Пропавшая сестра - Марр Эль. Страница 8
— Биология и история. Двойная специализация. Хотя с историей я дружу меньше. Моя специальность — неврология.
— Вау! Так ты уже закончил медицинский колледж?! Сколько ж тебе лет? Для доктора ты слишком молодо выглядишь.
— У меня тридцать. Я уже год как закончил интернатуру, но в медицине работаю гораздо дольше.
— Интересно.
«У меня тридцать». Ему что, тридцать лет? Я возвращаюсь к поиску зацепок (криптексов, шифров, головоломок, ребусов, закодированных букв, пещерных рисунков или что там еще найдется). Себ, кажется, предан Анжеле и готов сделать все возможное, чтобы узнать, что с ней случилось. Это впечатляет. Анжела раньше предпочитала сильных мужчин, но теперь, похоже, ей больше нравится мой тип — высокомерный ботаник.
Правда, они всегда выбирали ее. Без вариантов. Когда нам было пятнадцать, я прочитала в каком-то журнале, что уверенность в себе привлекает мальчиков, и пригласила в кино своего одноклассника, отличника Эштона Уилана. Он сначала ответил согласием, но поняв, что я не Анжела, сказал, что ему в подружки надо бы кого-нибудь уровнем повыше. Если учесть, что моя оценка по биологии была несколько выше, чем его, речь шла явно не об интеллекте. Ему нужна была этакая мисс Обаяние. Другая двойняшка. С которой весело.

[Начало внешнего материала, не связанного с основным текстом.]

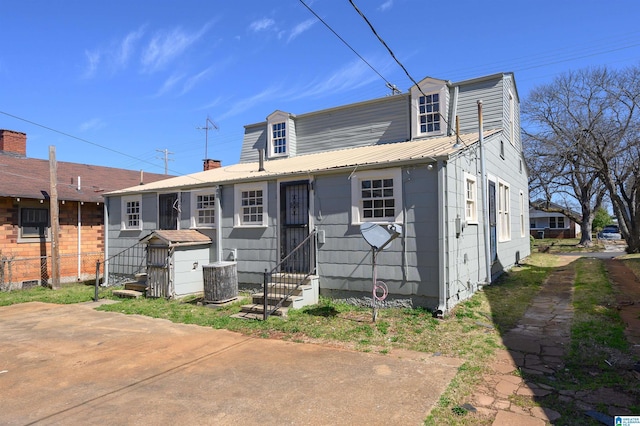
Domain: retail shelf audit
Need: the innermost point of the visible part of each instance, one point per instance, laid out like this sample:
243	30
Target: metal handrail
289	283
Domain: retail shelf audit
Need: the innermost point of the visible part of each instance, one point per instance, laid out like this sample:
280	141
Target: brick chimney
212	164
13	142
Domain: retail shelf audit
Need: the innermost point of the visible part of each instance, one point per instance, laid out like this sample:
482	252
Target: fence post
265	300
95	294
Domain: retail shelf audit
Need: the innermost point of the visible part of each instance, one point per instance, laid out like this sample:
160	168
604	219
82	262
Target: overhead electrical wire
388	83
89	142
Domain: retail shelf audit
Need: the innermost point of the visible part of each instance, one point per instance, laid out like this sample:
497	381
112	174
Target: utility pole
208	124
53	211
166	159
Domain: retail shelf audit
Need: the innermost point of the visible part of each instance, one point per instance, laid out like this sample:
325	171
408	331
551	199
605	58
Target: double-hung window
556	222
279	139
132	212
471	199
203	208
376	196
429	113
504	211
251	205
429	106
34	222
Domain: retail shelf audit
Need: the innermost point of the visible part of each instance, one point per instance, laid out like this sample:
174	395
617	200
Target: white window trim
33	238
237	215
428	89
512	118
123	213
356	199
194	209
275	118
504	211
522	221
473	218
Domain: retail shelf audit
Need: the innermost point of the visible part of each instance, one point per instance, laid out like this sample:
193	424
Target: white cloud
262	24
93	60
127	46
169	84
244	104
350	77
191	82
93	124
300	28
386	5
164	47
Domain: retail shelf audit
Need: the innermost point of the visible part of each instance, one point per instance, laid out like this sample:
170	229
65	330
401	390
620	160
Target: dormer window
429	113
279	138
429	104
280	135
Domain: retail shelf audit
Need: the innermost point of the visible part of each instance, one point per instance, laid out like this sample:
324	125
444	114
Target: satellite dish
379	236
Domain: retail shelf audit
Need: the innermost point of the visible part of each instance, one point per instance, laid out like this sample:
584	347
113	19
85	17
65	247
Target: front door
294	225
492	221
168	209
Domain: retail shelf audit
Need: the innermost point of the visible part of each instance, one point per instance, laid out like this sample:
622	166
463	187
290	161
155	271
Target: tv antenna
208	124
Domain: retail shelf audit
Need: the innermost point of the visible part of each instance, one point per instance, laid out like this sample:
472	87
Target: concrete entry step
128	294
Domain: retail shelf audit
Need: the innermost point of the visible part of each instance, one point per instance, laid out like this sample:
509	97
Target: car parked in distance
610	232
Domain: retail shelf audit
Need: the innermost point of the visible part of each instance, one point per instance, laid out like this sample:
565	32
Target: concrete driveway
71	364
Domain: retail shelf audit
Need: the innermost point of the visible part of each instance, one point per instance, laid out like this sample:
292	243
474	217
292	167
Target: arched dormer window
279	136
429	106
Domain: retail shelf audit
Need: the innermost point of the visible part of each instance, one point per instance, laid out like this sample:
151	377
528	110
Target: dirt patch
627	299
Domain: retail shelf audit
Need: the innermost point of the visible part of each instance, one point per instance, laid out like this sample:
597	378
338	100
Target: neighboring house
396	159
25	234
552	224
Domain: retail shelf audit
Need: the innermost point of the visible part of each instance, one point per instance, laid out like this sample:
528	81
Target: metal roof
373	156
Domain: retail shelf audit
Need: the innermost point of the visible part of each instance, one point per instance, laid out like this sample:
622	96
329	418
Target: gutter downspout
485	201
442	262
218	220
79	232
79	239
105	268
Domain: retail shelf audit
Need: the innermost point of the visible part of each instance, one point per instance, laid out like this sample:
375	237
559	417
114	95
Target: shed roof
29	178
174	238
373	156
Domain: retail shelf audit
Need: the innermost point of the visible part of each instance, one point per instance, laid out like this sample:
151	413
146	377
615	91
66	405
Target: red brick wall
15	142
26	263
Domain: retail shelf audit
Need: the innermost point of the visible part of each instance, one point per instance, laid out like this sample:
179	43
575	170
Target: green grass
566	245
471	331
69	293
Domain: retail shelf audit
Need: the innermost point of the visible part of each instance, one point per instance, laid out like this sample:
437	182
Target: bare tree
560	169
615	150
584	142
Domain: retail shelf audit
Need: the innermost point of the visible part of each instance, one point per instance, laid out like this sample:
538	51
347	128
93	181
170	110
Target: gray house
416	159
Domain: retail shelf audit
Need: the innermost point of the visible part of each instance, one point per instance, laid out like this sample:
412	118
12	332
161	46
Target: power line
400	64
387	82
90	143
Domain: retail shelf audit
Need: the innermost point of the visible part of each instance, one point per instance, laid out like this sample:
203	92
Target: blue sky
114	82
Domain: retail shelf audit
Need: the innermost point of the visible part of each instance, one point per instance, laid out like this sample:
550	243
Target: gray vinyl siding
255	138
257	248
507	169
492	96
292	138
120	239
381	121
409	267
509	86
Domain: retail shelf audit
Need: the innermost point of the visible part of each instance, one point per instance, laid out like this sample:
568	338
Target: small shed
174	262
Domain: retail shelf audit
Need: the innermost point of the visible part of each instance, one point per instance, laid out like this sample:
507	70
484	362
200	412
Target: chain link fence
26	272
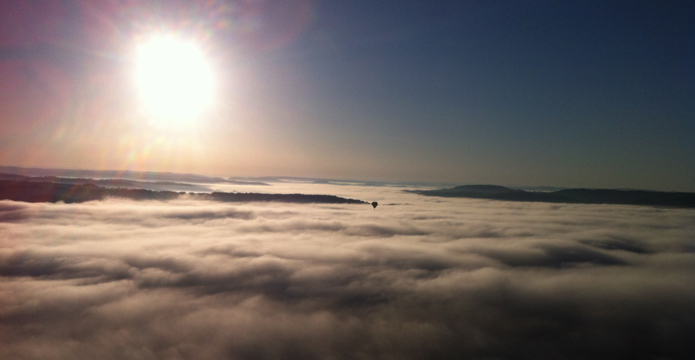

Даже в тот последний Новый год, который мы с Анжелой справляли вместе, мы умудрились поссориться из-за парня. Тедди Нгуен, изучавший генетику и живший в комнате общежития прямо подо мной, несколько раз приглашал меня на свидание, но я была так занята подготовкой к экзаменам за первый семестр, что просто не оставалось времени.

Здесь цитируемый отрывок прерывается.